Employees of all levels who perform data analysis and communicate analytical findings in support city operations.
This course introduces participants to the use of statistics for understanding and communicating city data. Using Excel, participants will learn how to use measures like mean, median, mode, standard deviation, and variance interval to understand the content of city data for making operational decisions.
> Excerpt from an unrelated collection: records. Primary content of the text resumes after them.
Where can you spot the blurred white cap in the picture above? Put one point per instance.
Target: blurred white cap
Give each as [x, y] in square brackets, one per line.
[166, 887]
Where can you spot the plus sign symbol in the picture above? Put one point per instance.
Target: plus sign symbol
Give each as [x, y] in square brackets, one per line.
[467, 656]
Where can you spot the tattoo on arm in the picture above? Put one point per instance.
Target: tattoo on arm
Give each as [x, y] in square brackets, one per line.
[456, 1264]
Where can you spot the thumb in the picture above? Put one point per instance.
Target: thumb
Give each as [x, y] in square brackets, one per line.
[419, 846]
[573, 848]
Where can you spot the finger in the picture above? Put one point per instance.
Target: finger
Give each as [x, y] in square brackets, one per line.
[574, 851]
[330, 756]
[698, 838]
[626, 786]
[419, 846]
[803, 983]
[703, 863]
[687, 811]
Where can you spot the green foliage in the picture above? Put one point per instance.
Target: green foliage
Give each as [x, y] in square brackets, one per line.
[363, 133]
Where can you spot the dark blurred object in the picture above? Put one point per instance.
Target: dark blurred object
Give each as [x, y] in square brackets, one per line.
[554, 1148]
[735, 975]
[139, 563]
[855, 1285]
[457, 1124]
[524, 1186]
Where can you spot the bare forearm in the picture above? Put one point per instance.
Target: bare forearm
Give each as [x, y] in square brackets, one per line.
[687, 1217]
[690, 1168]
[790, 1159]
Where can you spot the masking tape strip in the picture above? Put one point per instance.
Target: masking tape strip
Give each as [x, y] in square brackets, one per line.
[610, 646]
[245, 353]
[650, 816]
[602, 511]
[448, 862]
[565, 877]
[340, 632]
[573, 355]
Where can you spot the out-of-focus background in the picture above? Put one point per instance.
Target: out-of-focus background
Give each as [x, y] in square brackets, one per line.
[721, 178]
Participants will also learn how to display statistical information in meaningful ways.
- Learn common statistical measures, including mean, median, mode, standard deviation, and variance
- Calculate correlation coefficients for bivariate data and apply the technique of simple regression analysis
- Demonstrate techniques used for forecasting
- Communicate data meaningfully to a broad audience using charts and graphs in Microsoft Excel
- Participants will be familiar with common statistical measures
- Participants will be able to calculate correlation coefficients for bivariate data and perform simple linear regression analysis
- Participants will be familiar with the basic techniques of forecasting
- Participants will be better able to communicate analysis using charts and graphs in Microsoft Excel
- Introduction and Welcome (9:00 - 9:15)
- Data collection exercise with students
- Collected data includes
- Agency
- Number of siblings
- Height
- Years of Service with NYC
- Overview of Statistics and Basic Statistical Measures (9:15 - 9:50)
- Why statistics?
- Measures of central tendency
- Exercise 1: Calculate mean and median in small groups and compare to class as a whole
- Break (9:50 - 10:00)
- Basic statistical measures (continued) (10:00 - 10:50)
- Measures of variability
- Exercise 2: Calculate measure of variability in small groups and compare to class as a whole
- Break (10:50 - 11:00)
- Calculating statistics on 311 Service Requests (11:00 - 12:00)
- Lunch (12:00 - 1:00)
- Calculating statistics on 311 Service Requests and Visualizing Statistical Data in Excel (1:00 - 1:50)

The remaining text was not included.